Concentrated Nonequilibrium HD for the Cross Calibration of Hydrogen Isotopologue Analytics

ORCID Icon, , &
Pages 284-290 | Received 17 May 2019, Accepted 10 Dec 2019, Published online: 13 Feb 2020
 

Abstract

For the fuel cycles of fusion power plants, highly specialized in-line analytic systems are crucial for efficient process control, monitoring, and accountancy. One of these systems under development is infrared (IR) absorption spectroscopy of liquid hydrogen isotopologue mixtures that can be used for in-line process control and monitoring of cryogenic distillation. The main challenge of this method is the complex calibration procedure since the integral IR absorption strength is nonlinearly correlated with the isotopologue composition.

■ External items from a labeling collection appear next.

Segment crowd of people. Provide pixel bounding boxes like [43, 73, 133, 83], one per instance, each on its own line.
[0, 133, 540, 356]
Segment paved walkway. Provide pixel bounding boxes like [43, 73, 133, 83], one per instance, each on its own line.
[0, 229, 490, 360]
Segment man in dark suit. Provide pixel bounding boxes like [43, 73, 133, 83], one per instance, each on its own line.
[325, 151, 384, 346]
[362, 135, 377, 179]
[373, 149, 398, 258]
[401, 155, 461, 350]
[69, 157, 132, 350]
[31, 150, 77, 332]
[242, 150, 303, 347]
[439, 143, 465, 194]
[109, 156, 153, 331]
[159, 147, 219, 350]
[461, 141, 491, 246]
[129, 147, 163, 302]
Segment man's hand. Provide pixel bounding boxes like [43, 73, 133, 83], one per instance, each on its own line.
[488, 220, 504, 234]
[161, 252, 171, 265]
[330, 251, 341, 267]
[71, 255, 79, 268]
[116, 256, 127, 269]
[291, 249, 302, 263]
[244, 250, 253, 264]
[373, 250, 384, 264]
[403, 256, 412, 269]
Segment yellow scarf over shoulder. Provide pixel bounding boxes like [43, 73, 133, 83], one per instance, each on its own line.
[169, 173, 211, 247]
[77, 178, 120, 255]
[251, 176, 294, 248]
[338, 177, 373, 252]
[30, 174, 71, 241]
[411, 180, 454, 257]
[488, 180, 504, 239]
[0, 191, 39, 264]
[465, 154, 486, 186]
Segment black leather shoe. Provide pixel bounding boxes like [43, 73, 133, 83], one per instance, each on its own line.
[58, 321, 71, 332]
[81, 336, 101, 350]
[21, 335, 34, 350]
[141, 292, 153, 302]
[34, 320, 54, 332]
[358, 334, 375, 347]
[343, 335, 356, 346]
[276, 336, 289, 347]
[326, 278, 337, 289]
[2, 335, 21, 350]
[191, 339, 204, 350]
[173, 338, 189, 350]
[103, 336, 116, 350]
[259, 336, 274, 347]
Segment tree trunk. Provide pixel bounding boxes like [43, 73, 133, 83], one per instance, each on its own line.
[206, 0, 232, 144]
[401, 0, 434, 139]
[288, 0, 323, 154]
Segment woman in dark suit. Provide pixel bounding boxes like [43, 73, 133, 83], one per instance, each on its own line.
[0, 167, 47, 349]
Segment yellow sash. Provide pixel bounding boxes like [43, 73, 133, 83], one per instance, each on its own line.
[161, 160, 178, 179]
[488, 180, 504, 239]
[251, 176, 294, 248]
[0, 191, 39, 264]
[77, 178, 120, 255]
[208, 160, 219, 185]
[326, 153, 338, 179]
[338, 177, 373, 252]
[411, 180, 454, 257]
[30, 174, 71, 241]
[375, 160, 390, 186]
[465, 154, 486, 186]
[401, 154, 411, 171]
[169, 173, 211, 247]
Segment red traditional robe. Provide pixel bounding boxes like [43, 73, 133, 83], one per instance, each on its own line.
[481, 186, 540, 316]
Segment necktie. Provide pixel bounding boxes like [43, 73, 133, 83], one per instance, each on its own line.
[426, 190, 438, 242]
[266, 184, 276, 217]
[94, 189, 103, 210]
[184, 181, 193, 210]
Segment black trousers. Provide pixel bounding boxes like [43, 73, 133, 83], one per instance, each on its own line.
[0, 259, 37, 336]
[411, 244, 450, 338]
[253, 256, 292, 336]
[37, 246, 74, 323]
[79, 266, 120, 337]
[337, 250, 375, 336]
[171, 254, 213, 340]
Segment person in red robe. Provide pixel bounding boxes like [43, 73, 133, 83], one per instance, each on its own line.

Typical calibration procedures make use of well-known samples produced by mixing atomic pure samples and referenced by p-V-T-measurement. The samples are catalyzed to produce samples containing heteronuclear molecules. By this procedure, one cannot exceed the chemical equilibrium of high temperatures (mass action coefficient Kc<4). Therefore, it is not possible to produce samples with an HD, HT, or DT concentration above 50% by catalysis or natural equilibration. However, in isotope or isotopologue separation, such as in cryogenic distillation, this equilibrium will be regularly exceeded. In the case of IR absorption spectroscopy on liquid hydrogen isotopologues, additional care needs to be taken for calibration since the calibration functions are highly nonlinear. We tested our calibration in the high-purity HD regime (Kc>4) by producing a sample via cryogenic distillation and performing a cross calibration for three systems: Quadrupole mass spectrometry, Raman spectroscopy, and infrared spectroscopy. Therefore, we can also demonstrate that additional calibration points are indispensable in order to improve the systematic uncertainties below the 5% level, and a simple extrapolation from a calibration of Kc < 4 to Kc > 4 will result in a trueness and accuracy exceeding this 5% level.

Notes

a The amount of substance is limited by the so-called holdup of the column as the lower limit. The holdup is the minimal amount of substance that is needed to fill the condenser, packing, and reboiler. The additional amount of substance to the holdup depends on the input mixture, intended output mixture, output amount of substance, and separation efficiency.

b Usually, the complete amount of substance in the reboiler is extracted.